= Killing of Alton Manning =

1995 killing of a black man in the United Kingdom

On 8 December 1995, Alton Manning, a 33-year-old black man, was killed whilst being processed at HMP Blakenhurst in Worcestershire, England. An inquest in March 1998 found that the killing was unlawful. The Crown Prosecution Service refused to bring charges against any officers; consequently, no officers have been charged in the killing.

== Death ==
Prison guards selected Manning for a strip search, which he obeyed. He was then ordered to squat for an anal and genital examination, which he refused to do. A struggle then ensued, where Manning was thrown to the ground face down, whilst other prison officers held down his hands and legs. He was carried half-naked along a corridor and held in a neck hold. Officers then noticed a pool of blood near his head, and his body became limp. They then called for medical assistance, while they continued to restrain him. When the nurse arrived he was found to be dead, and attempts to resuscitate him failed.

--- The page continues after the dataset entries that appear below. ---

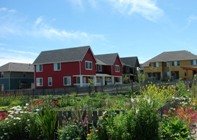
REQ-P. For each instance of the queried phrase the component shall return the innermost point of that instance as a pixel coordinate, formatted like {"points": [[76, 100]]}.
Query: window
{"points": [[66, 80], [194, 62], [39, 68], [57, 66], [50, 81], [88, 65], [1, 74], [168, 64], [99, 68], [117, 68], [39, 82], [157, 64]]}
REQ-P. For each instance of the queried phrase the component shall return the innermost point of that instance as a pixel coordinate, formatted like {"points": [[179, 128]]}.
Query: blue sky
{"points": [[142, 28]]}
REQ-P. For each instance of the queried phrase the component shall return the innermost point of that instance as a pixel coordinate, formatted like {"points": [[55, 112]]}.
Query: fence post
{"points": [[94, 118], [59, 118], [131, 87]]}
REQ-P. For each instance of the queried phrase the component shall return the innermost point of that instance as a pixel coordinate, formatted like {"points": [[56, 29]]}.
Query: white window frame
{"points": [[68, 78], [55, 66], [39, 68], [157, 64], [88, 65], [117, 68], [50, 80], [99, 68], [175, 63], [39, 84], [194, 62]]}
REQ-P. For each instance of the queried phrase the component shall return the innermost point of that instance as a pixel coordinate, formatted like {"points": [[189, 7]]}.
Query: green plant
{"points": [[159, 95], [182, 90], [19, 127], [47, 120], [146, 120], [69, 132], [117, 127], [174, 128]]}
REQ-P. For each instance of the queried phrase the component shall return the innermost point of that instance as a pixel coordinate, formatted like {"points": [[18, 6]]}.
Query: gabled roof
{"points": [[172, 56], [99, 62], [62, 55], [108, 59], [130, 61], [17, 67]]}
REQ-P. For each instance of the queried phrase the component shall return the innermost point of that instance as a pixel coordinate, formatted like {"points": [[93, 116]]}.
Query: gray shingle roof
{"points": [[172, 56], [130, 61], [62, 55], [99, 62], [108, 59], [17, 67]]}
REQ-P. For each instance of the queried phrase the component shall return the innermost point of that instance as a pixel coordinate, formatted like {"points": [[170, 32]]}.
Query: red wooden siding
{"points": [[88, 57], [117, 62], [67, 69]]}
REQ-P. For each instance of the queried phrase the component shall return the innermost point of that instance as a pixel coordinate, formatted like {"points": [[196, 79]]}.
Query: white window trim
{"points": [[55, 67], [41, 84], [91, 65], [194, 62], [38, 70], [99, 68], [157, 64], [51, 81], [117, 70], [70, 80]]}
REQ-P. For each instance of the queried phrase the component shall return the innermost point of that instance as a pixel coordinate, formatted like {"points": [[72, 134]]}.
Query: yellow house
{"points": [[171, 66]]}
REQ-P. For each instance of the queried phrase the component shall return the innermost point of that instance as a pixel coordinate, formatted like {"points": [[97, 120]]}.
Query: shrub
{"points": [[174, 128], [47, 120], [146, 121], [69, 132], [159, 95], [182, 89], [19, 127]]}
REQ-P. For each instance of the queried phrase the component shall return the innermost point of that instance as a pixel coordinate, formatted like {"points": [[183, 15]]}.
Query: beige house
{"points": [[171, 66]]}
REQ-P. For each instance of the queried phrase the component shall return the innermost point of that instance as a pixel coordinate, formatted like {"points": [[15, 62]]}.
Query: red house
{"points": [[76, 66], [109, 69], [65, 67]]}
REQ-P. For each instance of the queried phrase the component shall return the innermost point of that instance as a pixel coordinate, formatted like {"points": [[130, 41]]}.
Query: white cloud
{"points": [[40, 28], [11, 55], [146, 8], [4, 9], [77, 3]]}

== Investigation and prosecution ==
A postmortem found that Manning died of asphyxia. He reportedly had "blood from the ear and mouth, bruising to the neck and back, blood spots in the eyes, face and neck, and eight separate injuries to the face". It was also found that none of the officers had sustained any injuries, though they claimed that Manning resisted violently.

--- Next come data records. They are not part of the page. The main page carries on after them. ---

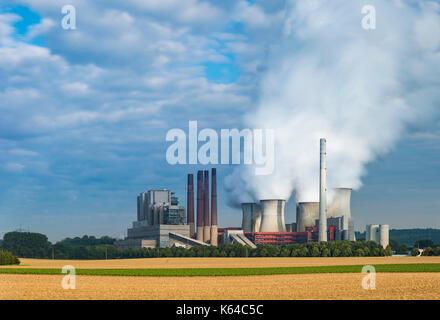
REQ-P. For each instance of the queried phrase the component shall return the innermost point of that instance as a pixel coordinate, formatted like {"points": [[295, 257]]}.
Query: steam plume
{"points": [[360, 89]]}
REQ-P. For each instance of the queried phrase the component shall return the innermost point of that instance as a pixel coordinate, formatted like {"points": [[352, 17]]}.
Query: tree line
{"points": [[7, 258], [35, 245]]}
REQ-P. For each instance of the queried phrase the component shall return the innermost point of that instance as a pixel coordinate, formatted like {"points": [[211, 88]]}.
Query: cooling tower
{"points": [[372, 233], [272, 215], [384, 230], [306, 215], [247, 217], [340, 206], [251, 217]]}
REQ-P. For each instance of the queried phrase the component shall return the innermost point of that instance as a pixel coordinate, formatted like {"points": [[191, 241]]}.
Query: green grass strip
{"points": [[214, 272]]}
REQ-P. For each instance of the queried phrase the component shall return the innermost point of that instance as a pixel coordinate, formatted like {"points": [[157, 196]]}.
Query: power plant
{"points": [[161, 222], [378, 233]]}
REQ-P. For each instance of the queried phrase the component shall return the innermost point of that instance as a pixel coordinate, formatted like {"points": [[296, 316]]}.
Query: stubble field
{"points": [[289, 286]]}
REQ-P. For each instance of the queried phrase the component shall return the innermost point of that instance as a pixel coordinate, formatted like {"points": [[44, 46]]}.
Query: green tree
{"points": [[388, 251], [424, 243], [27, 244]]}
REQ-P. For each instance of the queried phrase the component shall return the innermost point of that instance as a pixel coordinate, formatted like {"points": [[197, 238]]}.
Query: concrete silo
{"points": [[272, 215], [306, 215]]}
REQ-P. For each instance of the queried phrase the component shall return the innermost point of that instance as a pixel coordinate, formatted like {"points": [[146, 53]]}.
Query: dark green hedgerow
{"points": [[7, 258]]}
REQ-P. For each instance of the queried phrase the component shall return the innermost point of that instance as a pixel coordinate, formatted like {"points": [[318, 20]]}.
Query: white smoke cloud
{"points": [[360, 89]]}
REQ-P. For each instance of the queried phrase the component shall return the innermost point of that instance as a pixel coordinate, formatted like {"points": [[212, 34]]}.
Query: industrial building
{"points": [[378, 233], [161, 222]]}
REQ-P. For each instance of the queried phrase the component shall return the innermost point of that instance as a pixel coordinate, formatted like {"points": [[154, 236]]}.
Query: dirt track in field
{"points": [[218, 262], [300, 286]]}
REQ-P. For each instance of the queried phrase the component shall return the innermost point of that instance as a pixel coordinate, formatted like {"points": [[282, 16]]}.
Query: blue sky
{"points": [[85, 112]]}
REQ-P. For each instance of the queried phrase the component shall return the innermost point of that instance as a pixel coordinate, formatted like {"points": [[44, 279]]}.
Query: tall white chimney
{"points": [[322, 194]]}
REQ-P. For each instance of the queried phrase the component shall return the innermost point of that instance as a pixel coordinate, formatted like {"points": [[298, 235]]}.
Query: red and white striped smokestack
{"points": [[200, 210], [206, 226], [190, 205], [214, 224]]}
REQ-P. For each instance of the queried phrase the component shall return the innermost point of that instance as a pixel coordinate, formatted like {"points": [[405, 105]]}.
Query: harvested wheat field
{"points": [[151, 263], [301, 286]]}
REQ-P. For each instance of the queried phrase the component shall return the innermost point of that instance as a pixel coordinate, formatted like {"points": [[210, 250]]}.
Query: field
{"points": [[420, 279]]}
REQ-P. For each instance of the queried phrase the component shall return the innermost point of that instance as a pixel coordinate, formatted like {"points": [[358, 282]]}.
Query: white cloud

The Crown Prosecution Service refused to bring criminal charges against the officers, stating that there was "insufficient evidence to proceed". An inquest into the death was conducted, which concluded on 25 March 1998 and found that the killing was unlawful. The court added that "Alton Manning died a brutal, inhuman [and] violent death as a direct result of a neckhold unlawfully applied by a senior prison officer at HMP Blakenhurst". The inquest recommended that the CPS consider bringing charges against the involved officers. Following the result of the inquest, seven prison officers were suspended, though no charges were brought forward against the individuals.

Manning's family sought judicial review against the decision of the Director of Public Prosecutions, David Calvert-Smith, to not bring charges against the officers involved. The request for judicial review was successful; in May 2000 Lord Bingham, the Lord Chief Justice, stated that the decision to not bring manslaughter charges was flawed and must be reconsidered. Bingham added that the expectation would be, after a finding of unlawful killing, a prosecution to follow. Following a review in 2002, a CPS spokesperson said that "after careful consideration" they decided that "there is insufficient evidence" to bring forth criminal charges against anyone involved. Consequently, no officers have been charged in the killing.

== Reaction ==
Following the death, Richard Tilt, the Director General of Her Majesty's Prison Service, commented that black people were more likely than white people to suffer "positional asphyxia" while being restrained by prison officers, due to "physiological differences". Following public backlash and comments from medical experts who stated no evidence supported the claim, Tilt apologised for his comments.